Kenya’s national savings will rise to 16.1 per cent of GDP by the end of this year, surpassing the average for middle-income countries in Africa after years of lagging behind, according to the International Monetary Fund (IMF).
In a newly released regional economic outlook for sub-Saharan Africa, the IMF says that Kenya will be one of just eight out of the 20 countries in Africa classified as middle-income economies to record an increase in gross national savings — a measure of savings as a ratio of the GDP.
Last year, Kenya’s gross national savings stood at 12.7 per cent of GDP, which was below the average of 14.7 per cent for similar-sized economies in Africa. This year the average for these economies is expected to rise to 15.1 per cent.
The rise in savings has coincided with a drop in borrowing, with Central Bank of Kenya (CBK) data showing that the annualised growth in private sector credit dropped to 5.4 per cent at the end of August compared to 18 per cent at the end of last year.
“The trend is most likely due to reduced borrowing.

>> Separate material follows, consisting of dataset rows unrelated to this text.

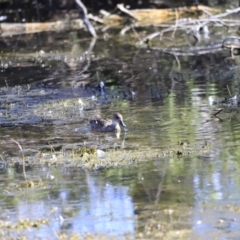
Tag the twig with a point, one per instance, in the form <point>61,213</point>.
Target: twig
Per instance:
<point>23,162</point>
<point>215,114</point>
<point>84,16</point>
<point>229,91</point>
<point>123,9</point>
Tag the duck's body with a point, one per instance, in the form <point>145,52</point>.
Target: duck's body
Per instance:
<point>108,125</point>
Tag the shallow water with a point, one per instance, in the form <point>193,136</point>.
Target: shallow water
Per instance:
<point>186,196</point>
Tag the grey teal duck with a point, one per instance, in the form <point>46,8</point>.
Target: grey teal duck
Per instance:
<point>108,125</point>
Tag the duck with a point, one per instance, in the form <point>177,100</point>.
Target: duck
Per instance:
<point>108,125</point>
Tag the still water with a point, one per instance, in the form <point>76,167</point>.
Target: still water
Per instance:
<point>194,195</point>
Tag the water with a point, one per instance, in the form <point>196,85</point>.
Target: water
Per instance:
<point>186,189</point>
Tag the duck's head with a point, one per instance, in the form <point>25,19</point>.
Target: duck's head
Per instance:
<point>117,117</point>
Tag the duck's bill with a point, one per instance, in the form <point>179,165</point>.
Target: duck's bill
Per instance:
<point>122,124</point>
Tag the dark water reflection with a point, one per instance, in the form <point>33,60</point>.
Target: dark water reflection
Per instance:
<point>195,196</point>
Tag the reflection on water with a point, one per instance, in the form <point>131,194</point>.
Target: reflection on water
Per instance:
<point>195,196</point>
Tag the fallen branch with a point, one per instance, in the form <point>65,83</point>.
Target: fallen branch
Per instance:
<point>84,17</point>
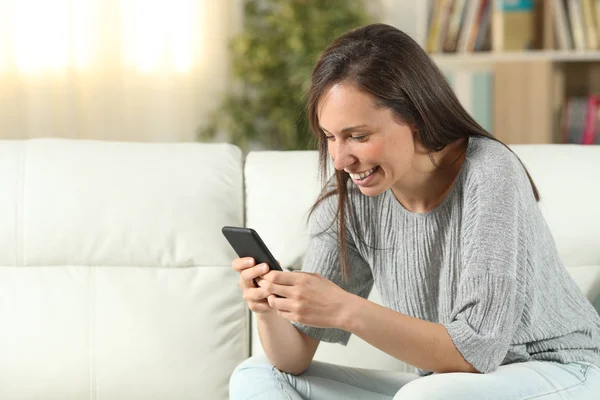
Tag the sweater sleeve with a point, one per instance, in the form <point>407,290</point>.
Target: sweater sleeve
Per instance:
<point>322,257</point>
<point>488,302</point>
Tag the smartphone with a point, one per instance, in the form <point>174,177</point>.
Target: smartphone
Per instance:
<point>247,243</point>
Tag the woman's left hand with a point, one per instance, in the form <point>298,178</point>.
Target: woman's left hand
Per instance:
<point>307,298</point>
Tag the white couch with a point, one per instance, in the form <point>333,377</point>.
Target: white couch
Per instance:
<point>115,281</point>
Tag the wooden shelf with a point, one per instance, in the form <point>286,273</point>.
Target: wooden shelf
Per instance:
<point>491,58</point>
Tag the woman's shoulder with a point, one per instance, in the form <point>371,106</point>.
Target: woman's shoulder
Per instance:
<point>490,162</point>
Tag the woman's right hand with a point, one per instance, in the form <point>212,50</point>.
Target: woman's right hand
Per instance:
<point>255,297</point>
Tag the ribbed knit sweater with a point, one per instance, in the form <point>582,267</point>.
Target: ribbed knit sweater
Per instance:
<point>483,264</point>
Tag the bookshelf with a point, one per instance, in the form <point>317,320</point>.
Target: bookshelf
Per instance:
<point>542,64</point>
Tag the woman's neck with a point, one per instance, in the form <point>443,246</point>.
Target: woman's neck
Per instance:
<point>429,184</point>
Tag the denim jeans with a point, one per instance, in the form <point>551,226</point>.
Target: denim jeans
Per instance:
<point>257,379</point>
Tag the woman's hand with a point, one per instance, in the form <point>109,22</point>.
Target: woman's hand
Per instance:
<point>307,298</point>
<point>255,297</point>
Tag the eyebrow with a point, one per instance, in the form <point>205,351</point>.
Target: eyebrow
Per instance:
<point>348,129</point>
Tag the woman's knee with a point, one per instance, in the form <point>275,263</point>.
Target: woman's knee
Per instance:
<point>251,368</point>
<point>426,388</point>
<point>253,377</point>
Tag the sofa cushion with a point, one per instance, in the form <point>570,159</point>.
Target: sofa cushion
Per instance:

In the corresponding period that the level of savings is projected to rise, we have seen a fall in credit due to higher interest rates,” said ABC Capital corporate finance manager Johnson Nderi.
The recent cap in interest rates might, however, signal a shift in this trend if more Kenyans seek credit on the cheaper terms and if banks agree to lend more.
CBK data shows that the level of deposits held in commercial banks has risen at a faster pace in the eight months to August 2016 than gross loans — at six per cent against four per cent.
Deposits in August had risen by Sh150 billion to Sh2.64 trillion, while loans were up Sh90 billion to Sh2.26 trillion.
The linkage of banks with mobile money has also helped the level of savings in Kenya grow for the past three years, roping in the informal sector to save on platforms such as M-Shwari and KCB M-Pesa.
Mobilisation of savings is positive for an economy as it builds resilience in the financial system and improves a country’s ability to invest internally in important sectors.
“The consolidation of savings is good because it helps build a buffer in the (financial) system, making it more stable. A high savings rate also allows for financing innovation and capital formation,” said Mr Nderi.
IMF data shows that with growth this year, Kenya’s savings rate will match those of South Africa (16.3 per cent) and Ghana (16.1 per cent) and move ahead of Nigeria’s (13.1 per cent) .
Kenya is, however, in the bottom half of the 20 counties classified as middle-income countries by the IMF in savings, at 13th place.
Tanzania, Uganda and Rwanda, the other EAC countries classified as low-income, are projected to hit savings of 21.9 per cent, 16.9 per cent and 12.9 per cent by the end of this year respectively.